Pepsi Max Crew is fighting to win Prodrive's first ever teams' championship and the penalty has reduced its advantage over the Holden Racing Team to 580 points, with perennial winners Red Bull Racing third a further 16 points behind.

The team's championship delivers not only prestige but pitlane position choice and a year-long strategy advantage. Up to 600 team's points per round are available and the Pepsi-Max squad must finish off the season without the points contribution of injured young star Chaz Mostert.

Russell Ingall is deputising for him this weekend with Cam Waters, while the development series leader is also in the car for the next two sprint events.

"We put our hand up, we made a mistake and it was an unsafe release and we have absolutely just got to cop that on the chin," said Edwards. "It's happened, it's real, we made a mistake we put our hand up you've got to accept the penalty.

"Without Chaz we have got a fight on our hands to win the championship."

O'Toole is a founder member of the team, first established as Ford Performance Racing in 2003. He also serves as the four car Prodrive squad's team manager.

He gained certain notoriety in 2013 when he gave the thumbs up to his crew while Whincup was completing a drive through penalty for spinning wheels in a pit stop during the Darwin V8 Supercars championship round. Whincup later labelled the gesture "disgraceful".

"He's [O'Toole] pretty devastated as you can imagine. He knows, it's one of those things, the circumstances all prevailed against him.

"Unfortunately he's the car controller so he knows he's in the firing line, but the reality is me slapping him around the head is not going to achieve anything. He knows he made a mistake and he'll do his utmost to make sure it doesn't happen.

"Every time it happens in the pitlane, you don't very often see drivers getting stuck into their car controllers because they know it's a pressure job. I've done it in Formula One and it's a horrible job.

"You're trying to watch all the people around the car to make sure everyone's safe, watch the pit lane, it's not an easy task and it's a thankless task and for the 100 times you get it right, no one says well done, but one time you get it wrong everybody wants to get a shotgun out.

"He's taken it personally but there's no point taking him out the back and shooting him, there aren't a queue of people lining up to do it.
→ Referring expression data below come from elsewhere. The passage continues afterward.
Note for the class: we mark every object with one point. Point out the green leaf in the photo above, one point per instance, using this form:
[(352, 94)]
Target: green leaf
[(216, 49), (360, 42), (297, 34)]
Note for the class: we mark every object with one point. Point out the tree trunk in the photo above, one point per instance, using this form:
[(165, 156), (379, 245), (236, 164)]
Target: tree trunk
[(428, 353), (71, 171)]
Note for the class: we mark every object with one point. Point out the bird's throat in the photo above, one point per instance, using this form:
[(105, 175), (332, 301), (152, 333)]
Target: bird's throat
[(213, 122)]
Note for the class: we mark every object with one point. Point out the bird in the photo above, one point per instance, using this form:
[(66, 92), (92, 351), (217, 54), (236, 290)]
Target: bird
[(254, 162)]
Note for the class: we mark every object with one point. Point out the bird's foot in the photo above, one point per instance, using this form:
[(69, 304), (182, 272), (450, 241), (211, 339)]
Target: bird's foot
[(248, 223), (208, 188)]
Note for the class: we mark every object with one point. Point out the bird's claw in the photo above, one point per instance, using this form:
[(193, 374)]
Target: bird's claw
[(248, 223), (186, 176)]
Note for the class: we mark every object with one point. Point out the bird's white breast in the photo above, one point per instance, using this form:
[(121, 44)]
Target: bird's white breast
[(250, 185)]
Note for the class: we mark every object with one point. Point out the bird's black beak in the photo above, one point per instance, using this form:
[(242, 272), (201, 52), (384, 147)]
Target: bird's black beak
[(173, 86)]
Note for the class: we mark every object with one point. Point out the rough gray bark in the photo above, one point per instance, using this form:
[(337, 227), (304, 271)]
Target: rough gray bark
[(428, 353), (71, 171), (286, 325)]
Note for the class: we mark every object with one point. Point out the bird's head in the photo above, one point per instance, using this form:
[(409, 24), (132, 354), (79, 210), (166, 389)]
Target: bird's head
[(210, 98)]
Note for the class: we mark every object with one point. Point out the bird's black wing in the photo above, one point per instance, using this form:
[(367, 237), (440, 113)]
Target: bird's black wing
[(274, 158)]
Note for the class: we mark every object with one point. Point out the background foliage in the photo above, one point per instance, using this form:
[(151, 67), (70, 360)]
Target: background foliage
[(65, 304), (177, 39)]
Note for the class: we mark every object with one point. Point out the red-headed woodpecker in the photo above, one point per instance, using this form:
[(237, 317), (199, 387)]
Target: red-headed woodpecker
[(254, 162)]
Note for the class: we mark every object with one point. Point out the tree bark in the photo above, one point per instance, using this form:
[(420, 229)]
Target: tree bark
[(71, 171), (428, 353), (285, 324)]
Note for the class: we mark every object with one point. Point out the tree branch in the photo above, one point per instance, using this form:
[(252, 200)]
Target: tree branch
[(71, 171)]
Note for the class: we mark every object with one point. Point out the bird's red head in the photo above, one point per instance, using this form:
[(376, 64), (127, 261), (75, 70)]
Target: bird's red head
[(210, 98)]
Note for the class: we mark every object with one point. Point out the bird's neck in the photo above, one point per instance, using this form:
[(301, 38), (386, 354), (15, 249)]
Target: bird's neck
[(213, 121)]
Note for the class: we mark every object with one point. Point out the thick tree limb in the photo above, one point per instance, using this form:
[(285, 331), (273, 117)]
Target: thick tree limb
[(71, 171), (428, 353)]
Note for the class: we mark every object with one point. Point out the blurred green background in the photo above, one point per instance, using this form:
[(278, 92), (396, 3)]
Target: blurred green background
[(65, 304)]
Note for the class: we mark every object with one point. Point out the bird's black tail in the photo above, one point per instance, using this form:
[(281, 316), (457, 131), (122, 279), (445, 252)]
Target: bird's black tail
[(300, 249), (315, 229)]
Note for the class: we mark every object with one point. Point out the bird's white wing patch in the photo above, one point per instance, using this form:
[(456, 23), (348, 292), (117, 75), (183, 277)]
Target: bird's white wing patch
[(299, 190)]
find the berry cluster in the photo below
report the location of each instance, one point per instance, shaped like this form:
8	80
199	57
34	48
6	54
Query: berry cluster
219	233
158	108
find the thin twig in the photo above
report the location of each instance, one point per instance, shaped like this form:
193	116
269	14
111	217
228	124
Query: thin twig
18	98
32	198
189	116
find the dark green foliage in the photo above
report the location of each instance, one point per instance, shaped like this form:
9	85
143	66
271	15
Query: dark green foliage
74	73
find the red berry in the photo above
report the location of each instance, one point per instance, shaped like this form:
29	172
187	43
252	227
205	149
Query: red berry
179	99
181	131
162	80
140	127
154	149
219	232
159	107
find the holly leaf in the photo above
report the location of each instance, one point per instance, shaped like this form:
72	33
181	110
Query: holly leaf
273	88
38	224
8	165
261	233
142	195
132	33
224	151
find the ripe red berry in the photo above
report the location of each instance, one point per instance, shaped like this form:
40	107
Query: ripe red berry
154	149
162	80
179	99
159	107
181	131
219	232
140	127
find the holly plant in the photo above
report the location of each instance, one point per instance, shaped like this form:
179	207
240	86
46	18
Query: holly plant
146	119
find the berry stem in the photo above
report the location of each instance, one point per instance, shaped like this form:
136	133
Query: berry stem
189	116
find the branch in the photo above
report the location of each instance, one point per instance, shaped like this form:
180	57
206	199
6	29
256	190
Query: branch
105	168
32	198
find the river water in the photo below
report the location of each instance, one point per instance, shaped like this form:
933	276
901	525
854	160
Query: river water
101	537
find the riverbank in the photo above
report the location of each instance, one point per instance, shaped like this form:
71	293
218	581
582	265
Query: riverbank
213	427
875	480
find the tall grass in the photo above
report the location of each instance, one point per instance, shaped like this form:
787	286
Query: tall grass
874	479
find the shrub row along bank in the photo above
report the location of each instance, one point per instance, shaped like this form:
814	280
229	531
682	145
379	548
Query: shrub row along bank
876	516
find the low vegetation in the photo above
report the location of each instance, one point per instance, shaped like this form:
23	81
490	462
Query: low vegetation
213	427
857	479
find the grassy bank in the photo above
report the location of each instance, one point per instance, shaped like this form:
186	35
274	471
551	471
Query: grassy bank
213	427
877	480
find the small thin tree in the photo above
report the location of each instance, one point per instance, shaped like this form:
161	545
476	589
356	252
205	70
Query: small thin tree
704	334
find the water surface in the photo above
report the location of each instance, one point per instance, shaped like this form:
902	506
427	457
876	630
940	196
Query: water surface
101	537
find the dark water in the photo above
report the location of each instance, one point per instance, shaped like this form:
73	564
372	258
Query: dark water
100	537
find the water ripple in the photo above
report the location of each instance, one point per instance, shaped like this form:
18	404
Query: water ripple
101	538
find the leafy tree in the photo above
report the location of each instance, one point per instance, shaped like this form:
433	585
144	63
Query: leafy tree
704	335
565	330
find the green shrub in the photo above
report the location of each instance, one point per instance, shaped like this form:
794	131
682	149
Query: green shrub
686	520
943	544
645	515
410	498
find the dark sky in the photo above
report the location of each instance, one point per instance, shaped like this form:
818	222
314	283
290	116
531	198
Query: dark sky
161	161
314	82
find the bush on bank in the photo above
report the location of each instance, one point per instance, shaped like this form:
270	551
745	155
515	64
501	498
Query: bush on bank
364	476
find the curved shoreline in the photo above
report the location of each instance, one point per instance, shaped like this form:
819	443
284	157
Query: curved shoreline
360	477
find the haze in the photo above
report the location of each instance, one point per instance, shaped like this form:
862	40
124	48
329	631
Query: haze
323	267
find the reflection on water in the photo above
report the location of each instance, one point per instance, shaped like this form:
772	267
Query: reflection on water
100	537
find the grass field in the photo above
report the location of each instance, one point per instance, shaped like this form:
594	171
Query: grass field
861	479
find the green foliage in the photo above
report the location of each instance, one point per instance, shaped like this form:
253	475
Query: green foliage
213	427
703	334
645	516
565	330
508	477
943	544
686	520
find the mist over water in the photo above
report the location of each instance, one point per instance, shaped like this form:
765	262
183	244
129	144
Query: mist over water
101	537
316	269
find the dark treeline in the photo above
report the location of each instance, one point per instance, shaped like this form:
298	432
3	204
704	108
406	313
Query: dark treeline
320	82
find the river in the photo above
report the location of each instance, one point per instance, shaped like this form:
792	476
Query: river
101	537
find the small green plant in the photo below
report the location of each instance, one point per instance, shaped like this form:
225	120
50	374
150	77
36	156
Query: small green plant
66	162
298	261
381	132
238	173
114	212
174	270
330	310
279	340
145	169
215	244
It's a thankless task and that applies to the whole pitlane because it happens quite regularly up and down the pitlane.

Winterbottom's Falcon hit Garth Tander's HRT Commodore VF and then deflected left into a tyre next to Craig Lowndes' Commodore which was also pitting. While the incident caused some RBR crew to scatter quickly, no-one was injured.

HRT team principal Adrian Burgess said the penalty was appropriate.

"If the Stewards thought that's right it's for a good reason they gave them a 50-pointer as well (as a pitlane drive-through penalty).

"So you can't just let it go and put people at risk - the mechanics more than the drivers. The drivers are a little bit protected but the guys who nearly got flattened I'm sure they weren't happy with it."

"With such big points available each round, Burgess says the top three teams are all still in contention for the championship.

"There's a long way to go - we'd love to finish second, we'd love to finish first, but it's not over so you've got to keep punching on and getting the most out of every weekend you can. If we can catch them great, if we can stay in front of Triple Eight that'd be good as well."